Toto Wolff Mercedes
Automobilismo Fórmula 1

Favorita, Mercedes acerta ao pregar “pés no chão” antes do início da Fórmula 1

A Mercedes já está sendo considerada a grande favorita ao título da Fórmula 1 em 2026. Segundo a imprensa europeia, a equipe se destacou nos treinos de pré-temporada realizados em Barcelona, na Espanha, durante a semana passada, apresentando um carro consistente, veloz e, sobretudo, confiável. As principais casas de apostas também colocam as “Flechas de Prata” como as maiores candidatas ao campeonato, tanto entre os construtores quanto no Mundial de Pilotos, reforçando a sensação de que a Mercedes pode iniciar um novo ciclo vencedor na categoria.

Apesar do cenário favorável, a direção da Mercedes tem adotado um discurso cauteloso e de “pés no chão”. Nos últimos dias, Toto Wolff, diretor-executivo da equipe, fez questão de minimizar o entusiasmo e lembrar que ainda há muitas variáveis antes da abertura oficial da temporada.

“Mesmo assim, quem vence é sempre o melhor piloto e o melhor carro, e nós ainda não provamos que temos um conjunto suficientemente bom. Não estivemos em combate nas condições de calor intenso do Bahrein, com o asfalto abrasivo, o que é sempre complicado para nós”, afirmou o dirigente, ressaltando a importância dos testes oficiais no Bahrein, marcados para os dias 11 a 13 de fevereiro.

Wolff reforçou que o desempenho visto até agora precisa ser confirmado em condições mais desafiadoras. “Então, espero que as casas de apostas estejam certas, mas só acreditarei quando virmos atuações que confirmem isso”, completou. A fala do austríaco reflete uma postura pragmática da Mercedes, que já viveu, no passado recente, frustrações após expectativas elevadas demais antes do início dos campeonatos.

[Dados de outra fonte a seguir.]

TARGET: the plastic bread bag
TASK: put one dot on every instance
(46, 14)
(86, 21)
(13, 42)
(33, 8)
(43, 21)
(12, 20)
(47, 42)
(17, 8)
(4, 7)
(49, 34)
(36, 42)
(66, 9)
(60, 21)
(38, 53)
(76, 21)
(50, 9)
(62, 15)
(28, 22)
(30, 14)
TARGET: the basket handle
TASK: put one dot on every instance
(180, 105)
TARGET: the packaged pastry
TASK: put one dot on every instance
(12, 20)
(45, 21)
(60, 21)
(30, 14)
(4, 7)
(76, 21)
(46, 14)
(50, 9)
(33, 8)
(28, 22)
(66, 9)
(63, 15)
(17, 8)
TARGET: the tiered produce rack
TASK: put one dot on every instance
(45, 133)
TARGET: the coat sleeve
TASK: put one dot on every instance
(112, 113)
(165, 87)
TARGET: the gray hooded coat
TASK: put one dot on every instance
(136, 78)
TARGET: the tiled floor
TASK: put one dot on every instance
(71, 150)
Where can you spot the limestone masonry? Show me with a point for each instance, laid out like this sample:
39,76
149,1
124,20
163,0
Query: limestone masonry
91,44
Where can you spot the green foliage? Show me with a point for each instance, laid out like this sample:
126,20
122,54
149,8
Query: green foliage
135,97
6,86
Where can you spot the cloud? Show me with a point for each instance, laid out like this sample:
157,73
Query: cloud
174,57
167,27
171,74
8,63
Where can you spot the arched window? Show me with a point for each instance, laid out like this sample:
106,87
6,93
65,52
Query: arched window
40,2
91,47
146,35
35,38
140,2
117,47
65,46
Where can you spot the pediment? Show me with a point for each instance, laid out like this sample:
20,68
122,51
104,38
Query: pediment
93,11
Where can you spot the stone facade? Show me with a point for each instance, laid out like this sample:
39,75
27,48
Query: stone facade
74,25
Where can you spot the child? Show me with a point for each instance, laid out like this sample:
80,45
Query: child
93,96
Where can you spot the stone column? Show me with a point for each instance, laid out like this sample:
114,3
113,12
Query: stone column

Calma da Mercedes é virtude em um cenário de incertezas

A Mercedes está correta em adotar calma neste momento da pré-temporada. A Fórmula 1 passa por um período de profundas mudanças no regulamento técnico, especialmente no que diz respeito a aerodinâmica, unidades de potência e gestão de energia. Em um cenário como esse, os ajustes das outras equipes podem ser decisivos para transformar carros inicialmente medianos em postulantes reais às vitórias nas próximas semanas. Vale lembrar que a estreia da temporada, no GP da Austrália, acontece somente em 8 de março, o que oferece um intervalo considerável para evolução técnica.

Além disso, “chamar o favoritismo para si” tão cedo pode gerar uma carga extra de pressão sobre os pilotos da Mercedes, George Russell e Kimi Antonelli. Nenhum dos dois está plenamente acostumado a brigar por títulos mundiais, o que torna o gerenciamento emocional tão importante quanto o desempenho na pista. Em um campeonato longo e desgastante, o peso das expectativas pode custar pontos preciosos.

Pilotos, pressão e maturidade

George Russell, é verdade, parece mais preparado para lidar com esse cenário. Presente na Fórmula 1 desde 2019, o britânico já demonstra um discurso mais confiante e postura de quem se vê pronto para lutar pelas primeiras posições de forma consistente. Ainda assim, a própria temporada passada mostrou como o favoritismo pode ser uma armadilha. A dupla da McLaren, formada por Lando Norris e Oscar Piastri, sentiu o peso das expectativas em diversos momentos, alternando grandes atuações com erros decisivos.

No outro lado da garagem da Mercedes, Kimi Antonelli representa o futuro. Extremamente talentoso e veloz, o jovem italiano ainda demonstrou certo nervosismo em sua temporada de estreia no ano passado, algo absolutamente natural para um piloto em início de carreira. Colocá-lo desde já como candidato a vitórias e títulos pode ser precipitado, e a postura cautelosa da equipe ajuda a protegê-lo desse excesso de cobrança.

Ao final, a Mercedes tem, sim, potencial para retomar seus dias de glória e repetir o desempenho sólido visto na temporada passada. No entanto, ainda é necessário testar mais o carro, avaliar o comportamento em diferentes condições e observar como seus pilotos responderão à pressão ao longo do campeonato. Só então será possível definir, com mais precisão, quem realmente será o favorito ao título da Fórmula 1 em 2026.